A new mouse-model study led by UF neuroscientists lends new insights into factors that could help predict the efficacy of gene therapies using a genetically engineered antibody to target abnormal tau proteins, considered a hallmark of Alzheimer’s disease pathology.
The results, published in the journal Molecular Therapy, compared the disease modifying potential of three different tau-targeting secreted antibody fragments (scFvs), also known as single-chain antibodies, and their related intrabodies (expressed inside the cell). The recombinant antibodies were derived from three well-characterized tau monoclonal antibodies.

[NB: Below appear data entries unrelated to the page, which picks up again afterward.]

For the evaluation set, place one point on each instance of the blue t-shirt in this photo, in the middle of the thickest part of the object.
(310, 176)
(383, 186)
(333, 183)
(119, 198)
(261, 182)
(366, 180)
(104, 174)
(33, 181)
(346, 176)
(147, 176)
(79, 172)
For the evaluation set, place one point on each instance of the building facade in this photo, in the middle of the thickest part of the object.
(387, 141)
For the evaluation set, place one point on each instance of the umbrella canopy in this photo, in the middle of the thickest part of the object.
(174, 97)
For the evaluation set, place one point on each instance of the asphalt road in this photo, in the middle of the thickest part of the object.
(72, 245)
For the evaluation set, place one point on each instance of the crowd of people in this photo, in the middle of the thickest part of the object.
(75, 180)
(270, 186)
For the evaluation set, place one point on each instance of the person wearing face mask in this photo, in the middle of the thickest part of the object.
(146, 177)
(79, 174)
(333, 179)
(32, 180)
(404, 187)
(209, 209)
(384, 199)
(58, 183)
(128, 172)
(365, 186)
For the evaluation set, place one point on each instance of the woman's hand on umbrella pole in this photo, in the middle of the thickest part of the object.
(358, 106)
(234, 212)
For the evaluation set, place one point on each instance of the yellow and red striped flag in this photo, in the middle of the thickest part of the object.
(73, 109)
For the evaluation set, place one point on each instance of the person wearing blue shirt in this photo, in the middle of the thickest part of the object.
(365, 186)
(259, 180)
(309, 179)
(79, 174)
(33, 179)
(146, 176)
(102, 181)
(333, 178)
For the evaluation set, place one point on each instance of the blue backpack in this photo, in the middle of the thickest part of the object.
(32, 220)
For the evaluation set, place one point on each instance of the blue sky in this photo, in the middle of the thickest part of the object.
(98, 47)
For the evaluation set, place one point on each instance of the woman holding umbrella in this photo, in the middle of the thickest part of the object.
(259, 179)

The investigators used adeno-associated virus (AAV) technology to express recombinant fragments in the brains and spinal cords of transgenic mice that were overexpressing mutant human tau and showed that phospho-tau specific intrabodies delayed the onset of hindlimb paralysis — a marker of neuronal loss in these mice.
The researchers believe that these findings demonstrate the therapeutic potential of a gene therapy-based approach to targeting tau with recombinant antibodies and highlight the need for continued optimization of this approach.
The study was led by a UF team including Yona Levites, Ph.D., a research associate professor of neuroscience; Marshall Goodwin, Ph.D., a postdoctoral fellow of neuroscience; and Todd Golde, M.D., Ph.D., a professor of neuroscience and director of the McKnight Brain Institute.